For legacy hardware support reasons I'm keeping around a copy of EAGLE-4.16, which AFAIK uses Qt-3. Even on my dual 4k monitor setup this thing flies. When EAGLE switched to Qt-5 it turned into molasses.
3/
Oh, and as further fun fact: This EAGLE-4 theme switches in response to setting a new XResources instantly.
Qt-6 and GTK-4 have become more responsive, but still: These – ah – so modern toolkits that make use of all the fancy acceleration features of modern hardware still fail to do something, that software from 25 years ago has zero problems with, even if confronted with 16× the amount of pixels.

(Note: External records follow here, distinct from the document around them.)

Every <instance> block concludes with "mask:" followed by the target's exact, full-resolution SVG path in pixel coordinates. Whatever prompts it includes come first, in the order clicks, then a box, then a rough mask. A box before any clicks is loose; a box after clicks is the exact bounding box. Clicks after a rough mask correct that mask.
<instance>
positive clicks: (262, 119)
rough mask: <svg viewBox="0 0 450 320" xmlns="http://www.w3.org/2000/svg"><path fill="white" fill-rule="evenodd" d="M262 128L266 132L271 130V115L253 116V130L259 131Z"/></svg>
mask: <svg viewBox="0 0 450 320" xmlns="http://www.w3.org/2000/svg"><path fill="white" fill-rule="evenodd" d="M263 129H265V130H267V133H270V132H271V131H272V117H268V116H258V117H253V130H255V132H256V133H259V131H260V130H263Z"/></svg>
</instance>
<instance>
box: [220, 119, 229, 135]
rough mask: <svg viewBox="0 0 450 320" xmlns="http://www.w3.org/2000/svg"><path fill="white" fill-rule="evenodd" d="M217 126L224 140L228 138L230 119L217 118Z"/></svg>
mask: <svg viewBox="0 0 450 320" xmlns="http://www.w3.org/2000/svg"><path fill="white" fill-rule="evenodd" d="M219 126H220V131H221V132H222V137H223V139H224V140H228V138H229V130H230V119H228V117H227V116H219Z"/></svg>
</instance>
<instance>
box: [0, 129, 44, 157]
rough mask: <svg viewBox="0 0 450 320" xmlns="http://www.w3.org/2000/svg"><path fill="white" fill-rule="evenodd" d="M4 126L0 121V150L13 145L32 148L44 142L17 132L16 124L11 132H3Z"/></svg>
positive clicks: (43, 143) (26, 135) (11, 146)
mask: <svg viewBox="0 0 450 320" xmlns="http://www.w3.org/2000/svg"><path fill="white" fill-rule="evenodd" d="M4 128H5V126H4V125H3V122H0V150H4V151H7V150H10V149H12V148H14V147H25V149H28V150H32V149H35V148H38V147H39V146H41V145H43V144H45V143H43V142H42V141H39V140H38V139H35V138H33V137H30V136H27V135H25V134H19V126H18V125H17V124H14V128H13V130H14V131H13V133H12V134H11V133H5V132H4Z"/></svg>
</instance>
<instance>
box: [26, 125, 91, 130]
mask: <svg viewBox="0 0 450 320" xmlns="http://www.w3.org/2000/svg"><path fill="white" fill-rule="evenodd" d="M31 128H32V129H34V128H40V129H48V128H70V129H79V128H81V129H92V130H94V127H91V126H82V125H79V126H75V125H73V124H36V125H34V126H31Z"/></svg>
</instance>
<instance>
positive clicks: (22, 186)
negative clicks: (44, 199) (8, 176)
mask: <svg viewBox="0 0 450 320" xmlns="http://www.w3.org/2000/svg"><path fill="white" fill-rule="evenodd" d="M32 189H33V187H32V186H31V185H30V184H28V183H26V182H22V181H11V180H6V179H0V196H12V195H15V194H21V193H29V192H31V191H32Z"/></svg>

This is the cost/benefit calculation I do with regard to Wayland/X11
Wayland gives me very little, but piles a huge combinatorial explosion of extensions on clients and compositors, vastly inflating the complexity of the whole system, if it wants to be resource efficient in general purpose use.
X11 (Win32 GDI for that matter) give me a reasonably well designed resource allocation, that everything just uses.
@datenwolf @newbyte @mirabilos @jzb I have debugged plenty of X11 and Wayland client code in my life and having to deal with "combinatorial explosion" of stuff definitely describes the experience of working with the former more than the latter.
@dos @newbyte @mirabilos @jzb
So I do it… and then? Then only programs that actually know about these extensions and actually use them will give me their benefits.
Every program which developers' didn't care about going the extra mile will waste memory, simply by creating toplevel windows on screen.
Memory that's not available for doing actual work (like visualizing data).
Old-school graphics systems give the benefits to all applications, without extra effort.